ピョートル・ドミートリエヴィチ
Петр Дмитрьевич
ドミートロフ公 князь Дмитровский (1389-1428)
ウーグリチ公 князь Углицкий (1389-1405)
生:1385.07.29
没:1428
父:モスクワ大公ドミートリイ・ドンスコーイ (モスクワ公イヴァン2世赤公)
母:エヴドキーヤ (スーズダリ公ドミートリイ・コンスタンティーノヴィチ)
結婚:1406
& エヴフロシーニヤ -1466 (ポリエーフクト・ヴァシーリエヴィチ・ヴェリヤミノフ)
子:なし
第16世代。モノマーシチ(モスクワ系)。ドミートリイ・ドンスコーイの四男。
1389年、父の死でドミートロフとウーグリチを分領としてもらう。まだ幼かったからだろうか、長兄ヴァシーリイ1世は別格としても、次兄ユーリイ、すぐ上の兄アンドレイと比べて与えられた都市が少ない。それでも弟コンスタンティーンのように何も与えられなかったわけではないだけマシか。
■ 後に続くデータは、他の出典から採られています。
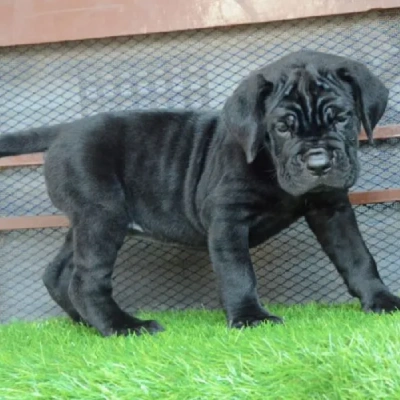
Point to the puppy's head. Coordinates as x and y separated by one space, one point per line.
307 110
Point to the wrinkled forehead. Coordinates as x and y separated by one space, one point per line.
308 86
307 82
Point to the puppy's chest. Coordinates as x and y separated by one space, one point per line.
270 224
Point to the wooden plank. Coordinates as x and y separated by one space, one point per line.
33 222
382 132
375 196
43 21
57 221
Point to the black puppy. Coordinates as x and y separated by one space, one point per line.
284 146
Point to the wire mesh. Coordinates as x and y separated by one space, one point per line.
58 82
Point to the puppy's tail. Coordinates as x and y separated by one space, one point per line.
29 141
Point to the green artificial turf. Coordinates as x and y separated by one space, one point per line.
320 353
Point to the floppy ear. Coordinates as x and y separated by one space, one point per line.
243 111
370 94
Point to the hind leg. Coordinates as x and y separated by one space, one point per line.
57 277
98 235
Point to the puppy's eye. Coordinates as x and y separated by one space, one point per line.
330 115
282 128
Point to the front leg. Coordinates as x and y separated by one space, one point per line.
334 223
229 250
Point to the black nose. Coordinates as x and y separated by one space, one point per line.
317 161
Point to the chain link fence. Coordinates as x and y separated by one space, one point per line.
198 69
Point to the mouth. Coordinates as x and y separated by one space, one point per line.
317 171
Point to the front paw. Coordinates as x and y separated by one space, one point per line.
254 320
126 325
383 302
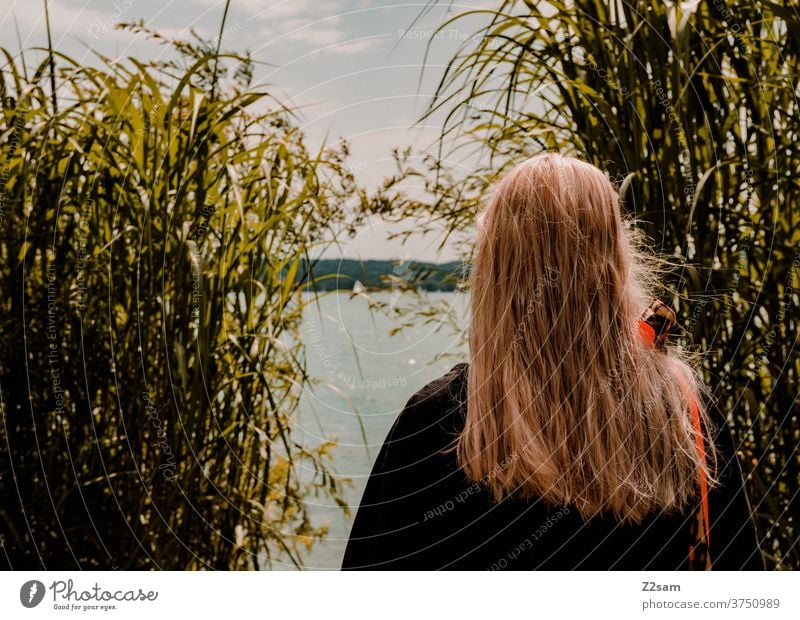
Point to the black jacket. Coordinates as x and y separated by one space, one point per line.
419 511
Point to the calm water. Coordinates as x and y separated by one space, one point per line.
365 374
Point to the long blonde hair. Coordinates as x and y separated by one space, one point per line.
564 400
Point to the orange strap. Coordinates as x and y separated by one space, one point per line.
648 334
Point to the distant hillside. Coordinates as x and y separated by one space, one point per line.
336 274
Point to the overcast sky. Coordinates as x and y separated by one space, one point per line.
354 66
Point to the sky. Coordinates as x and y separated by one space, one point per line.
353 67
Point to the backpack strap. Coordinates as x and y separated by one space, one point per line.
653 328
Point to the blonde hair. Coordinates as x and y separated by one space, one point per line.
564 400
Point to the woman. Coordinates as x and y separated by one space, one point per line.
569 441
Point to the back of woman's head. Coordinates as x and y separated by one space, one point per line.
565 400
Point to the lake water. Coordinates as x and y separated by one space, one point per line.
366 374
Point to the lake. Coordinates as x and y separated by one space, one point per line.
364 373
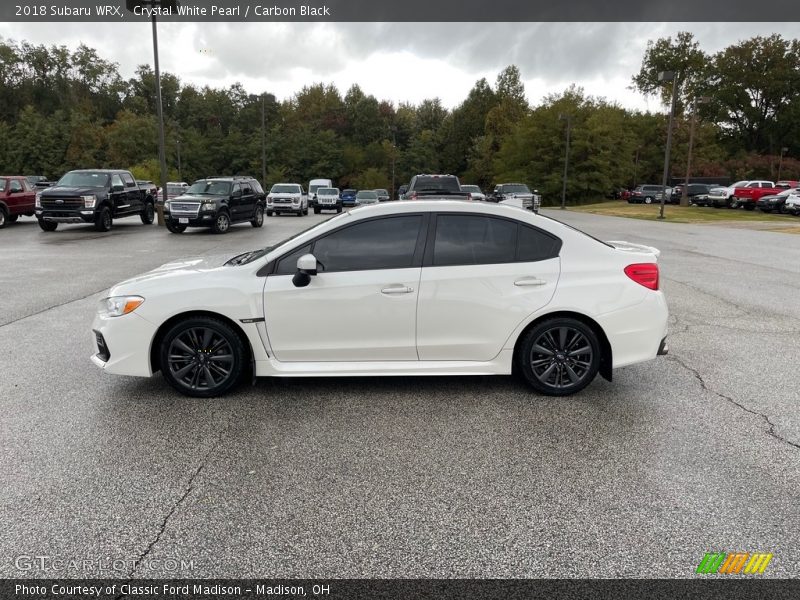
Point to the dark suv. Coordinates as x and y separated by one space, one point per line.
217 203
93 196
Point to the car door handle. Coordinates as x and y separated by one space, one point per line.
529 281
397 289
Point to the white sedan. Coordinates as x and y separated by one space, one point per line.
411 288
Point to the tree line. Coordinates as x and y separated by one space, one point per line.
63 109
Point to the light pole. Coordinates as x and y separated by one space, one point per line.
178 148
685 192
668 76
784 150
568 119
162 154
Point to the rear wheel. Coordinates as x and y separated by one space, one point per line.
221 223
559 356
148 214
102 222
258 217
202 357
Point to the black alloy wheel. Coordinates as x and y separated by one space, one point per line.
559 357
148 214
202 357
222 223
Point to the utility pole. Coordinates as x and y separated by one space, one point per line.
568 119
668 76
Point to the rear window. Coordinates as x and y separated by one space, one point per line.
436 184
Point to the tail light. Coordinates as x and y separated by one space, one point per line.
645 274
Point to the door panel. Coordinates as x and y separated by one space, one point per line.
344 316
467 312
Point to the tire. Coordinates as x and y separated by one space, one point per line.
103 221
258 217
148 214
175 228
202 357
556 349
222 222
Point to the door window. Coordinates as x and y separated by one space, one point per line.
474 240
387 243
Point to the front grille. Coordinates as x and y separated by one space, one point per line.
103 352
62 203
184 209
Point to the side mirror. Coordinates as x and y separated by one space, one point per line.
306 267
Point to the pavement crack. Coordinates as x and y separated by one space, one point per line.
770 431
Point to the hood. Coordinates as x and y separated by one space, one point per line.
635 248
70 191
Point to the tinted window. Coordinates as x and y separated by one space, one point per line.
474 240
380 244
534 244
288 264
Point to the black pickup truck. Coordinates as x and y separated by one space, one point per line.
95 196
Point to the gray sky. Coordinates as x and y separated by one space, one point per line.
394 61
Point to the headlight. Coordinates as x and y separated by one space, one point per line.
117 306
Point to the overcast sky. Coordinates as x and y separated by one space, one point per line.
394 61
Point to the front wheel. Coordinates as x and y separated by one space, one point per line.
148 214
175 227
221 223
559 356
258 217
202 357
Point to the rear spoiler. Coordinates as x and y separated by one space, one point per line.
631 247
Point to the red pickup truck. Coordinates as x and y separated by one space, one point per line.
748 195
17 197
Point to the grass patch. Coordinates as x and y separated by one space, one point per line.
678 214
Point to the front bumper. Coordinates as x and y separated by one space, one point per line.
85 216
127 342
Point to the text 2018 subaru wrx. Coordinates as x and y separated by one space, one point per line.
443 288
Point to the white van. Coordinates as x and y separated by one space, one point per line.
313 186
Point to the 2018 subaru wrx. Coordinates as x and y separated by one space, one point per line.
444 288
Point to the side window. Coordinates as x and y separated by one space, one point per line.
288 264
534 244
379 244
474 240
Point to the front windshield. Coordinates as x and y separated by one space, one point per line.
209 187
84 179
285 189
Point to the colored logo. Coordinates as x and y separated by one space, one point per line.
734 563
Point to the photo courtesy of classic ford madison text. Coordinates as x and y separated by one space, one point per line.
408 307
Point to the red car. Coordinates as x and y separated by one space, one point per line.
17 197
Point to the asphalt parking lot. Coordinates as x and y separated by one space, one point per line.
695 452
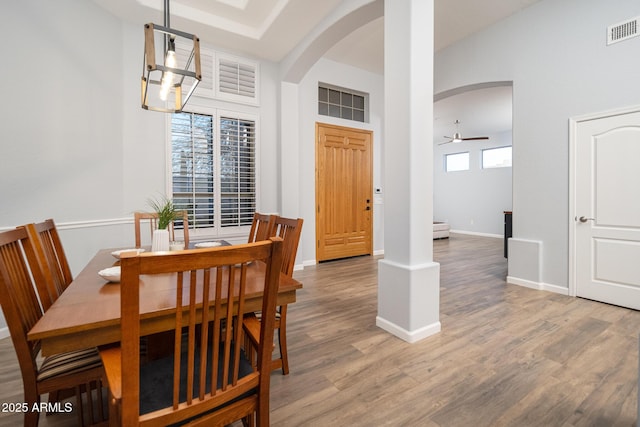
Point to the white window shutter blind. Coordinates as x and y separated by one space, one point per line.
237 80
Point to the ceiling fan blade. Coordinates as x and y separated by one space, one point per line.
476 138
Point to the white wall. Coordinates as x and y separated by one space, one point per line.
76 146
334 73
473 200
556 55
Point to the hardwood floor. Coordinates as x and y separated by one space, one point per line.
506 356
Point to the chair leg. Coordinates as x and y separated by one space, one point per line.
31 417
282 340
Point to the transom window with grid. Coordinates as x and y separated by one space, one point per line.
213 161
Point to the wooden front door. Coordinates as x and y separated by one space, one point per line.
344 196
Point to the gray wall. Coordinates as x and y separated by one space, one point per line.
556 55
472 201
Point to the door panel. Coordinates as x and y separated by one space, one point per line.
608 210
343 192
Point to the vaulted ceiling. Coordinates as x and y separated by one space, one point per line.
270 29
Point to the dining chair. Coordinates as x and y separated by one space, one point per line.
208 377
260 227
288 229
80 371
48 262
152 219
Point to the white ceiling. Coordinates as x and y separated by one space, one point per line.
270 29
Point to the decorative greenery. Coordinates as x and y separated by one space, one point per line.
165 209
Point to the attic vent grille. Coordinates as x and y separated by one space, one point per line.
623 31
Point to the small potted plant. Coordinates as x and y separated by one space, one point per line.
166 211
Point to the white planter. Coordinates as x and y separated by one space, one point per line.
160 241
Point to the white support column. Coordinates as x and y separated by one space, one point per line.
408 278
289 150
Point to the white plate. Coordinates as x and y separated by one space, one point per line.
207 245
116 254
112 274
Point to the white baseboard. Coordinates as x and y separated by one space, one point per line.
539 286
475 233
405 335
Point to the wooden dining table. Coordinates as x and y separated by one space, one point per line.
87 313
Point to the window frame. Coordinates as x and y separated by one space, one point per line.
341 103
217 230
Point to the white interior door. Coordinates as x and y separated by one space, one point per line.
607 209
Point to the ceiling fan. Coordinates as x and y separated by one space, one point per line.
458 138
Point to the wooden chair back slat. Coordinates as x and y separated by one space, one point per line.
22 310
210 336
261 227
48 261
289 230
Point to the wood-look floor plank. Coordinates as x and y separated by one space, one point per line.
506 356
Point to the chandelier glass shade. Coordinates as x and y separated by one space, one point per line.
169 78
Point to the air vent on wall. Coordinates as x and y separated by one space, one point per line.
623 31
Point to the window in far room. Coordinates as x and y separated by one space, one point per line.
456 162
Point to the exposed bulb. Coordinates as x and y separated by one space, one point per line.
167 77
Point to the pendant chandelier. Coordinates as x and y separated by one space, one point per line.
168 84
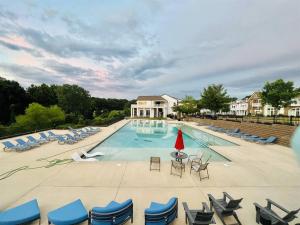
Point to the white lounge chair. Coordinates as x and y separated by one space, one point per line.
91 155
76 157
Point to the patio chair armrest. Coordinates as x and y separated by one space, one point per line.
187 211
214 201
270 202
269 213
226 195
205 207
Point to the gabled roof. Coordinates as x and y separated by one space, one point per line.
150 98
255 94
171 97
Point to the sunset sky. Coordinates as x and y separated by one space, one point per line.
127 48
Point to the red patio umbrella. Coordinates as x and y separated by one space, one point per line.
179 145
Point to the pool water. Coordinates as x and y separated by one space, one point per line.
140 139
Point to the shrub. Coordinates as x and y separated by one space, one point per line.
39 117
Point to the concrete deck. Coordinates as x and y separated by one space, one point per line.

理由はよくわからないが、1405年、ウーグリチをヴァシーリー1世に没収される。代償として別の都市が与えられた形跡もない。
1406年、リヴォニア騎士団とリトアニア軍がノーヴゴロドとプスコーフに侵攻。ピョートル・ドミートリエヴィチは軍を率いてその防衛に参加した。
1408年、エディゲイがモスクワに侵攻した際には、セールプホフ公ヴラディーミル勇敢公や兄アンドレイ・ドミートリエヴィチとともにモスクワ防衛の指揮を執る。
1417年、長兄ヴァシーリイ1世の息子イヴァン・ヴァシーリエヴィチが死去。長兄に残された息子は、1415年に生まれたばかりのヴァシーリイ・ヴァシーリエヴィチだけとなった。
ヴァシーリイ1世はもとより息子へのモスクワ大公位移譲を望んでいただろうが、元来ルーシでは兄弟相続(正確には年長者相続)が慣習法として確立しており、しかも移譲すべきヴァシーリイ・ヴァシーリエヴィチが幼児では、大公位移譲がすんなりと行かないだろうとは容易に想像できる。長兄は次兄ユーリイ・ドミートリエヴィチに大公位継承権の放棄を要求するが、ユーリイ・ドミートリエヴィチはこれを拒否。
このため1425年、長兄はその死に臨んで、妻ソフィヤと幼い息子ヴァシーリイ2世を、アンドレイとピョートルに託した。甥ヴァシーリイ2世と次兄ユーリイ・ドミートリエヴィチの対立においても、誠実に甥を支持したと言われる。